Notes from Industry

The importance of layered thinking in data engineering

How to use real-world data in machine learning (ML) use cases

Joel Schwarzmann
Towards Data Science
11 min readJul 8, 2021

--

Looks a bit like a data lake right? (Tangled wires by Cory Doctorow on Flickr (CC BY-SA 2.0) )

Who is this for?

Are you a data scientist or data engineer keen to build sustainable and robust data pipelines? Then this article is for you! We’ll walk through a real-world example and by the end of this article you’ll understand why you need a layered data engineering convention to avoid the mistakes we made in the past 🙈. We are QuantumBlack and we’ll talk about our open-source Python framework: Kedro.

Why do we need a convention? Remember — data often exists by accident

Experienced data scientists, analysts and engineers know, only too well, that not all data is designed for analytics. Often it exists ‘by accident’, a random byproduct of some other business process.

When this happens, it’s common for the data quality to be poor and the infrastructure to be unreliable.

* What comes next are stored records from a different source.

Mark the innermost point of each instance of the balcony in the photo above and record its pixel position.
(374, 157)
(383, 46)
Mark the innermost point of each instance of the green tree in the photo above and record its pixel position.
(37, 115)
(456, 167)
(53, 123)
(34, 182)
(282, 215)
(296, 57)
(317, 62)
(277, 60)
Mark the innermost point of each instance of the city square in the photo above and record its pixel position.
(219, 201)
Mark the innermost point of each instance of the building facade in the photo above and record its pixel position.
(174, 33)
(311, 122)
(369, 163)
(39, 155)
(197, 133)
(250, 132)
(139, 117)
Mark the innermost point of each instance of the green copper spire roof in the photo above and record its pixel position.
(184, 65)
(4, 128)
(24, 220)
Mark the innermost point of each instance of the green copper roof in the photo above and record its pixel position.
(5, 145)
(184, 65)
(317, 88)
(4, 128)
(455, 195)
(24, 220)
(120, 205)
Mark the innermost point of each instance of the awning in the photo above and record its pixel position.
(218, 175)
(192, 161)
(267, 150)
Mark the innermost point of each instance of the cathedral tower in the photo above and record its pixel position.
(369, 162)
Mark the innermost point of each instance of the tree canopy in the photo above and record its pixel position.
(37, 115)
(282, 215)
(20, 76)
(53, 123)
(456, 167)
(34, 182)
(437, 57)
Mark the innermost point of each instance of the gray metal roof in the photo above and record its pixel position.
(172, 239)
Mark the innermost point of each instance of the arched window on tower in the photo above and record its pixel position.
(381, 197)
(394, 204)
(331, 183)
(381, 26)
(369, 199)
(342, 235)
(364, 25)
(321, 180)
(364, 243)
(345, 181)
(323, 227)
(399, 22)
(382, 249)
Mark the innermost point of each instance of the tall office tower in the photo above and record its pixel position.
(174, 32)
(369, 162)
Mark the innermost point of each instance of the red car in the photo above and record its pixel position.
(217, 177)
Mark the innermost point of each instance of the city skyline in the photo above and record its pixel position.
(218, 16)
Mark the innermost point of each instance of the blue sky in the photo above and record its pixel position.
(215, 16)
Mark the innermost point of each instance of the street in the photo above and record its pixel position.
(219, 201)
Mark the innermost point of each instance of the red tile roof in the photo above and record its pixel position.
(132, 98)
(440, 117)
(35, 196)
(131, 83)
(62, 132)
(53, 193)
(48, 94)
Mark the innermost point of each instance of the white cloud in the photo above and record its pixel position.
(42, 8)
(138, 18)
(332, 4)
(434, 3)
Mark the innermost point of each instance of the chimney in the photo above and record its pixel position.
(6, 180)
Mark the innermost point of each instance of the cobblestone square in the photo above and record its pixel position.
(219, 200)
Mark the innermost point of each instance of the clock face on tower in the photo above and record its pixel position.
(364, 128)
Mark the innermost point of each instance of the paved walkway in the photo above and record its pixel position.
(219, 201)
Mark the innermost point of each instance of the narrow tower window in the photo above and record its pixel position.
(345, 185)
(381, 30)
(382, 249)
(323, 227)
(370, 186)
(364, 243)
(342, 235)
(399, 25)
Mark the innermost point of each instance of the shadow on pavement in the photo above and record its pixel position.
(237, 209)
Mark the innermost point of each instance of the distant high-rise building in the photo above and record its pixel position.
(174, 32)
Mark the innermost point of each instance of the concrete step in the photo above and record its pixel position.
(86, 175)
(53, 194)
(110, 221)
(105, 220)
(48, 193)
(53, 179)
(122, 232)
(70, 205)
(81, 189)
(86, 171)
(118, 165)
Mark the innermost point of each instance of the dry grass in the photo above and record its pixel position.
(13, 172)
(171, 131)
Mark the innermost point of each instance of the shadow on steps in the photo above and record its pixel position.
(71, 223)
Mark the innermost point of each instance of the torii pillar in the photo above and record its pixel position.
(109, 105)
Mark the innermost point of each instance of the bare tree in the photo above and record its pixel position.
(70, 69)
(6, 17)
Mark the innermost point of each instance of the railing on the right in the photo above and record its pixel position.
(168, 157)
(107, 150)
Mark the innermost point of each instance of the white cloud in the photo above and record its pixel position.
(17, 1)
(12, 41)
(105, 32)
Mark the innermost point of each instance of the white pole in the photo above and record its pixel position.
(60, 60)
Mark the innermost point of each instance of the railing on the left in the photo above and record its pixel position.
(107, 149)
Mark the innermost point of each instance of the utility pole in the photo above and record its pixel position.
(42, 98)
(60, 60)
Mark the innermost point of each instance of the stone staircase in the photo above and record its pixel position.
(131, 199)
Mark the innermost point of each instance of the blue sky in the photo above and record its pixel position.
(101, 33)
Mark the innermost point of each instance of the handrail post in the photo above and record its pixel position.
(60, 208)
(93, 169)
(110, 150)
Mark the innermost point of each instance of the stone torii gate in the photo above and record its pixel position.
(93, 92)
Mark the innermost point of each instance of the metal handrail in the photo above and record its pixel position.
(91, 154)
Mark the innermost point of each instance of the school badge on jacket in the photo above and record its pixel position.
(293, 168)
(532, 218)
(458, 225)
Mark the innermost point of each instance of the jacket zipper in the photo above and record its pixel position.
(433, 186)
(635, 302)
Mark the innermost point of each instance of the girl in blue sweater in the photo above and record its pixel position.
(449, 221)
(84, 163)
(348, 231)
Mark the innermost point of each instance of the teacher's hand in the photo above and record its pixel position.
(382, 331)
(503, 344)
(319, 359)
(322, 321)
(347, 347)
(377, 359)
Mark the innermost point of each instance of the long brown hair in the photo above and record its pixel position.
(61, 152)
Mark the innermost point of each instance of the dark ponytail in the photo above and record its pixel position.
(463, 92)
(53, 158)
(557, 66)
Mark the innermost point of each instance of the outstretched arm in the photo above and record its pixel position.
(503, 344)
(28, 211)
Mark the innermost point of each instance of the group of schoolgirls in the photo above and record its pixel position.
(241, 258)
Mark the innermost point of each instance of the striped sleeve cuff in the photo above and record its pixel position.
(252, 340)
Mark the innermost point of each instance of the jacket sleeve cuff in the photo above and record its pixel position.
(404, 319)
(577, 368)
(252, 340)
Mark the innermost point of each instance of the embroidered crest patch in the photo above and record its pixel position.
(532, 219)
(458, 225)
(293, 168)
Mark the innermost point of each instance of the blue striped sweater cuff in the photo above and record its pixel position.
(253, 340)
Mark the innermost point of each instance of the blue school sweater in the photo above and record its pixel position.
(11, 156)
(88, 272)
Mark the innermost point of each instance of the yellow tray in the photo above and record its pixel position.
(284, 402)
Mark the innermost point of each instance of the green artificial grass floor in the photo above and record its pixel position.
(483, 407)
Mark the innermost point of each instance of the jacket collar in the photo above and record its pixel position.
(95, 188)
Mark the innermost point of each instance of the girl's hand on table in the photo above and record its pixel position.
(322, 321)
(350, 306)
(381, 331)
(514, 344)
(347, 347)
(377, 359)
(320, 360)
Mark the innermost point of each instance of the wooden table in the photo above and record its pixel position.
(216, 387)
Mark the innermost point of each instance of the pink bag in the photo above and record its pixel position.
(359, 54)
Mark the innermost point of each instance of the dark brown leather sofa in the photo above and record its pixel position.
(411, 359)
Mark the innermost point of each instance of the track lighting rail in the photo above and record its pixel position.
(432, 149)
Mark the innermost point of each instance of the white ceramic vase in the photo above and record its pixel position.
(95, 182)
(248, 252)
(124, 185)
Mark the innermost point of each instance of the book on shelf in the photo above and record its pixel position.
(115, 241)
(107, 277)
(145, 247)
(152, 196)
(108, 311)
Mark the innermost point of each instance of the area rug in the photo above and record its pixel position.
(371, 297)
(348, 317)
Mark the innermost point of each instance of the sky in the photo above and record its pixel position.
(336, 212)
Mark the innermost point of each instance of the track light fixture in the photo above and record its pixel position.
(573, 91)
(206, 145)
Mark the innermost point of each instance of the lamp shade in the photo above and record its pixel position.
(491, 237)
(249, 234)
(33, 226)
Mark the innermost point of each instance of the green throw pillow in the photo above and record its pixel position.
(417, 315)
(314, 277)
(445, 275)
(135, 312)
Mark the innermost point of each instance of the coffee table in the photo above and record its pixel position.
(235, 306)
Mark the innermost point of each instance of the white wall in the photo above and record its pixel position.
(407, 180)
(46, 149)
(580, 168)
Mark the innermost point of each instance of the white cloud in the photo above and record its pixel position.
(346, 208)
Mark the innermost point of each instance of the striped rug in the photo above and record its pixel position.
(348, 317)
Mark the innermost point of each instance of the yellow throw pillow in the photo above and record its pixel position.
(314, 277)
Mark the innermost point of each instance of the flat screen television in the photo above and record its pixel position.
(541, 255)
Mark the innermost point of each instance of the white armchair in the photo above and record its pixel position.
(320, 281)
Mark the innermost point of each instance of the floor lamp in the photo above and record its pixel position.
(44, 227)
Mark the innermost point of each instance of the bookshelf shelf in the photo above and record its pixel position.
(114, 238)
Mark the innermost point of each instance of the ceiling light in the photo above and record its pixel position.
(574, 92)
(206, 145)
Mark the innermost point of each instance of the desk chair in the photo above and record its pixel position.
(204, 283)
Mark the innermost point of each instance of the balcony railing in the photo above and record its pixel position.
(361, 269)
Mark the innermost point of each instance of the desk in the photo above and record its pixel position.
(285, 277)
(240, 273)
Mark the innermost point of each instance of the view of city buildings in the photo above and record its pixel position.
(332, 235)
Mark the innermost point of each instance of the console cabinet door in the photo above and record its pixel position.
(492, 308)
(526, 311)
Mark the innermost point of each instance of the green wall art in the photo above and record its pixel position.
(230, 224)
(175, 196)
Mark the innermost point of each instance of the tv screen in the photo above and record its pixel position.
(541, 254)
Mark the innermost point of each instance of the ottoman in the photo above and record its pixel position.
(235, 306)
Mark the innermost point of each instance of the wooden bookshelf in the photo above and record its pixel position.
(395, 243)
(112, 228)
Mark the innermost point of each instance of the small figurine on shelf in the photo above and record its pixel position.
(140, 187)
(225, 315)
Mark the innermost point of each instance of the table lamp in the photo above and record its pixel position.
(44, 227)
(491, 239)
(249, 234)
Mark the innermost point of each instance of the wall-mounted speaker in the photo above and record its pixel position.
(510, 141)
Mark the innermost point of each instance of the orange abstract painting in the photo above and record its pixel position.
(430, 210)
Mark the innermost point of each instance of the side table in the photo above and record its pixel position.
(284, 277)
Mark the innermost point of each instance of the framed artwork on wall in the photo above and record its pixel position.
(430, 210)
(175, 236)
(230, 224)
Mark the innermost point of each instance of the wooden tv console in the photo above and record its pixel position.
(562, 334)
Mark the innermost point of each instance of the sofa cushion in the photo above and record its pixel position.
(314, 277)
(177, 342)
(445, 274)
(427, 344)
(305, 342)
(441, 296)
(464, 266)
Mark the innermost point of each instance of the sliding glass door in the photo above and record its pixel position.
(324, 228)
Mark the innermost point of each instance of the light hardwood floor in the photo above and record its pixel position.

Here are some examples of common situations found in the world of enterprise organisations which illustrate how one invariably ends up in this situation:

  • The shift-manager of a production line still maintains schedules in Excel instead of using the fancy piece of enterprise software they have available because it’s a system that works, can be emailed around and migrating would interrupt business-critical timelines.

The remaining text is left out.